Flotation attached to strobe arms is the most common way to address the issue of a heavy camera rig. This is common with ALL aluminum housings (and some larger plastic ones, too) ... the combination just gets very negative once you start piling on strobes, arms, handles, trays, focus lights, etc. I know mine is just heavy enough that I'm looking into some flotation. It was eye opening for me to handle my buddy's large dual strobe DSLR rig and realize his was so much "lighter" than my tiny S90 rig! My S80 in the large, plastic Ikelite housing displaced a lot more water, and was a lot lighter, but this one is noticeably heavier.

If you're not adding strobes (and thus have no armature to mount flotation on) a piece of similar type foam under the camera body itself might help out, using the screw mounts right through it to keep it in place.

http://stores.4gdphoto.com/-strse-Underwater/Categories.bok

(I usually get my Stix floats at Reef Photo)
 
Just a note, fresh water and salt water are a bit different... it will not be as heavy in saltwater.

I don't like anything on the strobe arms (tends to make the rig look bigger to fish)...and I do like the camera to be negative, as I usually hold it with one hand, and if it is light, it tends to twist up. I attach the camera with a lanyard, so loosing it is not an issue.
 
Thanks to everyone who offered advice. For the first few dives and to keep the cost under control I will be using the camera without a strobe.
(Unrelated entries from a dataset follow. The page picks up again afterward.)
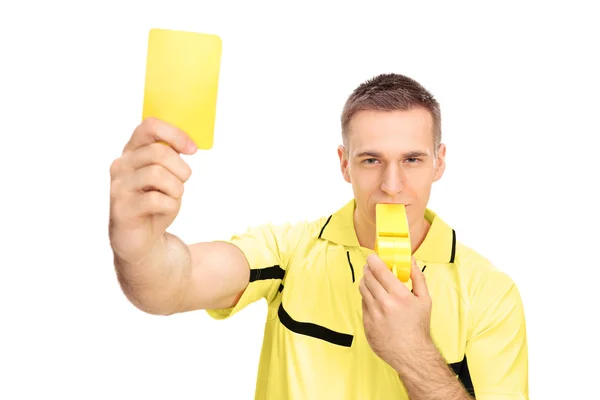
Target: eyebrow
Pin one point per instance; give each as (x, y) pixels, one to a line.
(375, 154)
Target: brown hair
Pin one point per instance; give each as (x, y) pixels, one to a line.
(391, 92)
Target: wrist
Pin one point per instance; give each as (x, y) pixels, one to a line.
(420, 356)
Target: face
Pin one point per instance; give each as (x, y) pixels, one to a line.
(390, 159)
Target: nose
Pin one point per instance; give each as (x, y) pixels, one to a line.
(393, 180)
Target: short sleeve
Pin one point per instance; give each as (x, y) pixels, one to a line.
(496, 351)
(267, 251)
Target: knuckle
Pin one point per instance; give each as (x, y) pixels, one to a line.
(150, 123)
(156, 172)
(115, 166)
(153, 199)
(187, 171)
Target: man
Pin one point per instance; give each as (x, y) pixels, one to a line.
(334, 330)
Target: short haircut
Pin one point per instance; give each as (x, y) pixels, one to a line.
(391, 92)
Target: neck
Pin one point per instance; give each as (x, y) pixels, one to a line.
(365, 232)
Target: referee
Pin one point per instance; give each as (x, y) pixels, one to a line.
(340, 325)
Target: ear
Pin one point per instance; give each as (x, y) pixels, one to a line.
(343, 163)
(440, 162)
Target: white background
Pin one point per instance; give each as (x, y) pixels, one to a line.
(518, 85)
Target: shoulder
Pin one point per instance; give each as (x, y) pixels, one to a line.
(286, 237)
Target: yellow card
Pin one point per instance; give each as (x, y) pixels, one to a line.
(182, 79)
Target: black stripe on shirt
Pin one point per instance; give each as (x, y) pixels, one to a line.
(261, 274)
(461, 369)
(313, 330)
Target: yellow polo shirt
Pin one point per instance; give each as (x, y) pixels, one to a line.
(315, 346)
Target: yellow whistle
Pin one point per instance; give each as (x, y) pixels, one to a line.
(392, 243)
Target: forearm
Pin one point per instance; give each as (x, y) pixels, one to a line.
(426, 376)
(154, 284)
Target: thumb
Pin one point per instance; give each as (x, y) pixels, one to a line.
(418, 280)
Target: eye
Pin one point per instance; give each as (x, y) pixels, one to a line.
(370, 160)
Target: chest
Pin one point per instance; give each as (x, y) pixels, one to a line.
(321, 298)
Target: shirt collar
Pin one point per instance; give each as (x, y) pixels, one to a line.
(439, 245)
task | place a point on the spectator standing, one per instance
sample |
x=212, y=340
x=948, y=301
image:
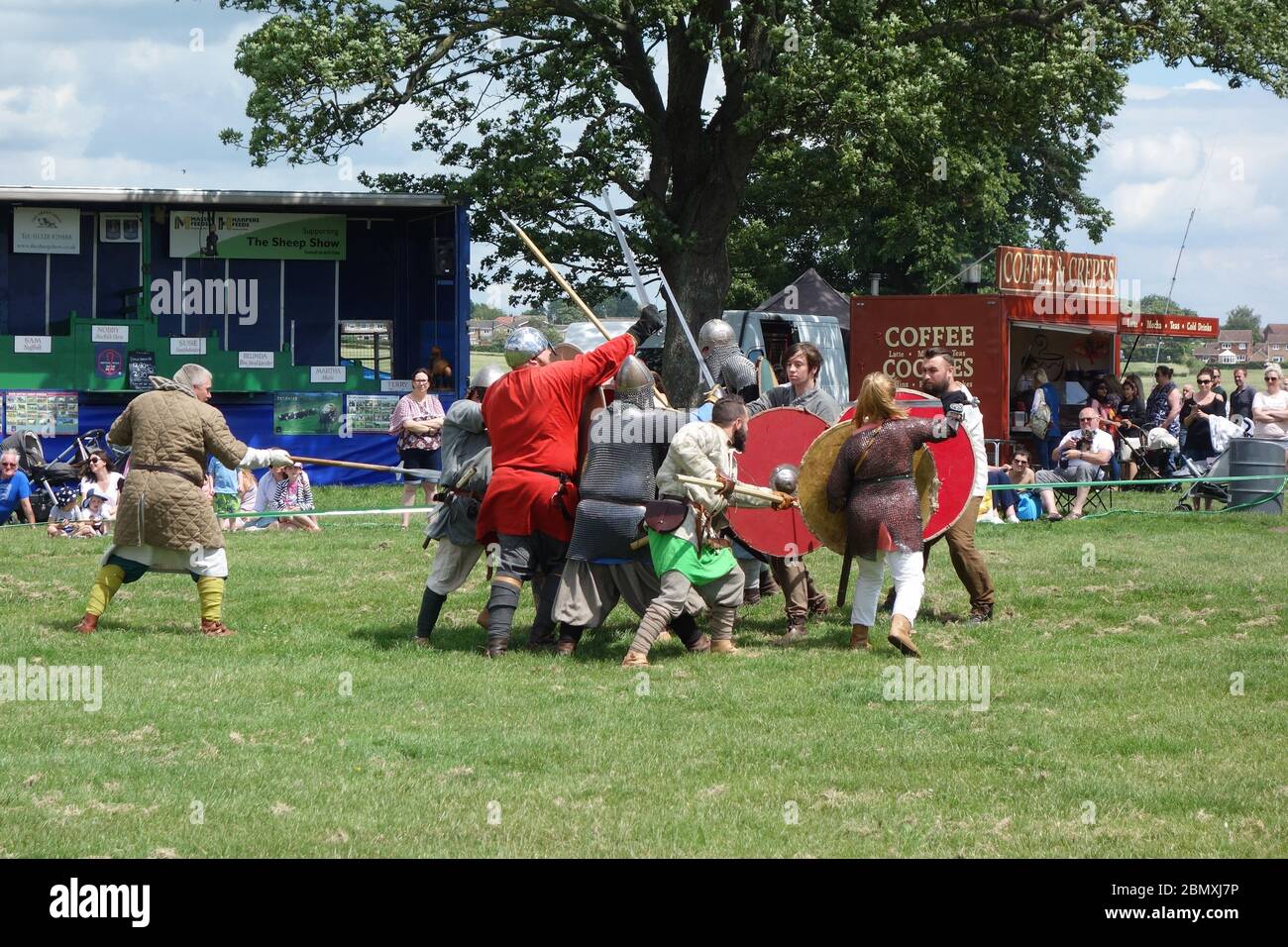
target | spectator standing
x=417, y=421
x=222, y=483
x=1131, y=420
x=1269, y=407
x=14, y=488
x=1241, y=398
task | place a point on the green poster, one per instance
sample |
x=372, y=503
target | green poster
x=307, y=412
x=254, y=236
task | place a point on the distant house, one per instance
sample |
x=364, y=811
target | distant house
x=481, y=330
x=1276, y=342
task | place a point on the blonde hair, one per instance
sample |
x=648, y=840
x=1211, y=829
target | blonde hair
x=876, y=401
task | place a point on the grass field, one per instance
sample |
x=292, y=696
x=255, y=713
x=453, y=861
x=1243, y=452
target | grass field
x=1116, y=724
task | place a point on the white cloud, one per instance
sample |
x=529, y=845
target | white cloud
x=1145, y=93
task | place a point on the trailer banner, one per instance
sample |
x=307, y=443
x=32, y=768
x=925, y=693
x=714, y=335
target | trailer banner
x=246, y=235
x=1028, y=270
x=1185, y=326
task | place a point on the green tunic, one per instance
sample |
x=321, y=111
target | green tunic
x=671, y=553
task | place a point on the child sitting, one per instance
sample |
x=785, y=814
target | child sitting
x=93, y=515
x=294, y=493
x=65, y=514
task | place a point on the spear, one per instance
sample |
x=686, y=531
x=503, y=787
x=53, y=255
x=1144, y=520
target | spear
x=416, y=474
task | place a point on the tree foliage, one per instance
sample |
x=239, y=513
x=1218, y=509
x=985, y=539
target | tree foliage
x=745, y=140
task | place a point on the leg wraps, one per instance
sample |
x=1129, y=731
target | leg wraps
x=106, y=585
x=430, y=604
x=211, y=592
x=501, y=605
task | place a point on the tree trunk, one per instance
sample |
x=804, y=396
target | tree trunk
x=700, y=282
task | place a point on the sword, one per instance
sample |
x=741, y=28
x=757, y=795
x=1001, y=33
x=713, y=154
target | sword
x=688, y=333
x=643, y=294
x=558, y=275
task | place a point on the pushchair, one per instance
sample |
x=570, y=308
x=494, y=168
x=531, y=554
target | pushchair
x=1205, y=489
x=47, y=476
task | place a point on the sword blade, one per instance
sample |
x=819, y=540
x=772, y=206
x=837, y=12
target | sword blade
x=626, y=252
x=688, y=333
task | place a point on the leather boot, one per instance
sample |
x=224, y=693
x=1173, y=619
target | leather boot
x=635, y=659
x=901, y=635
x=721, y=630
x=768, y=586
x=795, y=631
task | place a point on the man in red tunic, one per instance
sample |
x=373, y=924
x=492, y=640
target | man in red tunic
x=532, y=414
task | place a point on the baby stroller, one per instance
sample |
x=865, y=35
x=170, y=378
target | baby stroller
x=48, y=476
x=1203, y=489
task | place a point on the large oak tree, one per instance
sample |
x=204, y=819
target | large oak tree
x=862, y=134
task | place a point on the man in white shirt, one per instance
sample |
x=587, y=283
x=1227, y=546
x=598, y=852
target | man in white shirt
x=969, y=564
x=1078, y=459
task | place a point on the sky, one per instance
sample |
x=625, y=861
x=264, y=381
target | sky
x=134, y=93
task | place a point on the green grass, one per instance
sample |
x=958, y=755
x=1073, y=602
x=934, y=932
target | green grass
x=1111, y=686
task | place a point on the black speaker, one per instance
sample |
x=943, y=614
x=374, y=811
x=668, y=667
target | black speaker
x=445, y=257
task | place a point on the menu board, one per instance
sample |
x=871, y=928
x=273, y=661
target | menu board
x=370, y=414
x=48, y=414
I want to get some experience using the camera first. As for buoyancy, Compudude suggested some interesting floats that might work. Puffer Fish also provided some insight to just deal with the negative buoyancy and use a lanyard to make sure the camera doesn't get away. I will probably try the floats in the pool and make a decision. Thanks for the great advice.
 
P2200260.jpg


or

IMG_0215.jpg


Then mount two balls on the bottom of the tray pointing downward:

ULCS AD-8mm HB Universal Adapter, Stud for Hartenberger Nano [ulc.ad.8mm.hb] - $23.95 : Reef Photo & Video!, The Underwater Photo Pros

and using two tri-clamp, one per side:

ULCS AC-TCS Triple Clamp [ulc.ac.tcs] - $34.95 : Reef Photo & Video!, The Underwater Photo Pros

Mount this between them:

ULCS DB-BL08 8"x2" Double Ball Large Buoyancy Arm [ulc.db.bl08] - $65.95 : Reef Photo & Video!, The Underwater Photo Pros

and then mount on either side these and then to them standard arms and two S2000 strobes:

ULCS DB-BL10 10"x2" Double Ball Buoyancy Arm [ulc.db.bl10] - $66.95 : Reef Photo & Video!, The Underwater Photo Pros

or just do some pushups.

N
 
Thanks to everyone for all the advice. My first dive trip is to Fiji with my new S90 and Fisheye housing. I am constructing my own bracket and arm just to have something easier to hold on to. No strobes yet. I also cut a piece of the foam noodles they have in pools to add buoyancy. i will take pictures once it is completed.

Just one other question. Can anyone offer any quick tricks to get the S90 out of the Fisheye Fix housing. It is so snug it is a problem getting it out. The only place to kind of press on it as just where the flash is, but it takes time. I am thinking of making a soft plastic tool to get in front of the camera and pull it out.